Hablar de reproducción sexual en las escuelas de nivel inferior al del


bachillerato de ninguna forma es usual; si aun ahora existen tabúes al respecto, es
fácil imaginar cuál era la situación hace casi 35 años. Recuerdo vívidamente que
usó el ejemplo de las gallinas para explicar la reproducción sexual en los
vertebrados. Sus explicaciones fueron en extremo claras y al grano. Los términos
utilizados por el maestro Carrillo eran los precisos para cada órgano y para cada
función, y se ayudaba con su prodigiosa capacidad para el dibujo; tengo aún
grabados en la memoria los esquemas que con gises de colores dibujó en el negro
pizarrón de tela ahulada, y que produjeron ante nuestros ojos prácticamente una
película de la estructura de los órganos de reproducción en las gallinas y en los
gallos. Era un audiovisual de tiza que se desarrollaba frente a nosotros con
precisión, con claridad y con llaneza excepcionales.

La clase no duró más que los 60 minutos reglamentarios. Pero en ese lapso
tuvimos frente a nosotros un escenario claro, inequívoco y maravilloso del sistema
reproductivo de los vertebrados. Esta era una clase más de las muchas en las que
Antonio Carrillo nos llevaba al fascinante mundo de los fenómenos biológicos.
Junto a su enorme capacidad de transmisión de conocimientos, adquiridos
tanto por la bibliografía como por su trabajo práctico con los modelos de los que
nos hablaba, el profesor Carrillo tenía una pasión por el estudio de las plantas. En
compañía de varios de sus colegas maestros de la escuela, excursionaba con
regularidad a diversas partes de la República, particularmente a las montañas de
Morelos y a diversas áreas de Durango y Coahuila para recolectar especímenes
de plantas mexicanas que iban conformando un valioso herbario en la escuela,
que no se usaba para enseñar a los alumnos, sino para satisfacer el interés del
grupo de maestros por conocer la flora mexicana.

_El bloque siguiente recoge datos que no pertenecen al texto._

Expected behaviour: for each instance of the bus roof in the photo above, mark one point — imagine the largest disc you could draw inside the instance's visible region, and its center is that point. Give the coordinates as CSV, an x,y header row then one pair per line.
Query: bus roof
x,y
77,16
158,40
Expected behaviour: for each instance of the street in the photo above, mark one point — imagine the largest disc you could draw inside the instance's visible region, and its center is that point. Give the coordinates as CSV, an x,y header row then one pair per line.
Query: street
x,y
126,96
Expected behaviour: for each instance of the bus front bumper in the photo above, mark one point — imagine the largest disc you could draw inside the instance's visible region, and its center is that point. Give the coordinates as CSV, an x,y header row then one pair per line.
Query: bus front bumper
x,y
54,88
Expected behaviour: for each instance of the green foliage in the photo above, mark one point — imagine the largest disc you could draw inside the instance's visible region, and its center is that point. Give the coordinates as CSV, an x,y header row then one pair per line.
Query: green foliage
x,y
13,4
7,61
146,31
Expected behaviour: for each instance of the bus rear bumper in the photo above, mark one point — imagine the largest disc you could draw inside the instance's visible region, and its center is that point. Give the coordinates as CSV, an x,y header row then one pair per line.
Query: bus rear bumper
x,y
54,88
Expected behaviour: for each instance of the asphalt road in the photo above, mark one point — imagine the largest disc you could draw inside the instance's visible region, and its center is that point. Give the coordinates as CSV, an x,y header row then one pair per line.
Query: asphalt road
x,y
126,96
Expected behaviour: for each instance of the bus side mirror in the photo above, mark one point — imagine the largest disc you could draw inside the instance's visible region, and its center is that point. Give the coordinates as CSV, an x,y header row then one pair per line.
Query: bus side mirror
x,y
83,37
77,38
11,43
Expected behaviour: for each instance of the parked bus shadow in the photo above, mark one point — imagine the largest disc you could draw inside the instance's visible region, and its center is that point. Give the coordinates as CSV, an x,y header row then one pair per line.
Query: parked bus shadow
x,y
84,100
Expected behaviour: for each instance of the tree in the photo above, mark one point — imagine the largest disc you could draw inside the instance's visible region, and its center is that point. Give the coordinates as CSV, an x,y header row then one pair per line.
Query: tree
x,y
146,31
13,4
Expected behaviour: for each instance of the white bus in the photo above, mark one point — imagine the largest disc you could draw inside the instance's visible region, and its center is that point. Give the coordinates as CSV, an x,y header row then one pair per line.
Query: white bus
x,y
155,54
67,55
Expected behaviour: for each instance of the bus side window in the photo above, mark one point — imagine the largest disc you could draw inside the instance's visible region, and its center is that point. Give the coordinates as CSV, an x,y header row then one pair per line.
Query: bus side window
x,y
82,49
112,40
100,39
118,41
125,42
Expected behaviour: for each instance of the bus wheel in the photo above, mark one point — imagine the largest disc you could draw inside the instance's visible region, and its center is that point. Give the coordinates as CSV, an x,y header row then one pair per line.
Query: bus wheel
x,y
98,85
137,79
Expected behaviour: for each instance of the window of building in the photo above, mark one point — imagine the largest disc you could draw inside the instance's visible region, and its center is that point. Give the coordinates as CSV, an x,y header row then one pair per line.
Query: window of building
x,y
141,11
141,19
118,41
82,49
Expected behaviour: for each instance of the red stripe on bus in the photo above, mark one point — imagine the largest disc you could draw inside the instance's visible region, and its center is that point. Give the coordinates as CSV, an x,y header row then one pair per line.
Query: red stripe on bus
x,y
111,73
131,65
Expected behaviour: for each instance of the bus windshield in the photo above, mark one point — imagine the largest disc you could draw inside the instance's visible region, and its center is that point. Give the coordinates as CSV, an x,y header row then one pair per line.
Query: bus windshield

No obstante, a través de Antonio Carrillo y particularmente de su genio


artístico y su interés por la morfología, yo tuve un primer asomo a la flora
mexicana, justo por medio de uno de los grupos más exóticos y fascinantes del
reino vegetal: las orquídeas. Permanentemente, el maestro Carrillo tenía
organizada, en la esquina derecha del fondo de nuestro salón de clases, su
pequeña área de trabajo, que consistía, como dije, en un restirador enorme –o así
me lo parecía entonces- sobre el cual se ordenaban perfectamente pequeños
frascos con formol que contenían preservadas flores de diversas orquídeas, así
como pequeños recipientes que mantenían vivos algunos ejemplares que estaban
en floración y que el maestro Carrillo reproducía en bellísimas láminas a color.

Verlo dibujar entre una clase y otra, unos minutos antes de empezar la
sesión matutina o vespertina de clases, era realmente una delicia, no sólo por ver
desarrollarse los trazos y mezclarse los colores que generaban en forma fidedigna
las formas y las tonalidades de las flores, sino también por escuchar el mágico
relato de sus aventuras para colectar algún espécimen de orquídea colgado de un
risco impensable en alguna de las barrancas del estado de Morelos. El encanto y
la fascinación de esos pequeños lapsos eran como ventanas que nos permitían
asomarnos a un mundo descrito con un enorme cariño y con una enorme pasión.
A ello también se añadía la admiración, que un muchacho de 15 años puede
prodigar muy bien, por alguien que transmite honestamente el gusto con que
realiza sus tareas.

Antonio Carrillo nos enseñaba biología apoyado en el gusto y el


conocimiento de su disciplina. En forma natural y sin proponérselo, depositaba en
varios de nosotros semillas que más tarde germinarían en vocaciones
profesionales bien definidas. A más de 30 años de distancia, no tengo duda de
que él fue mi mejor orientador profesional y de que dejó en mí una vocación que ni
siquiera el efecto posterior de maestros mediocres pudo desviar.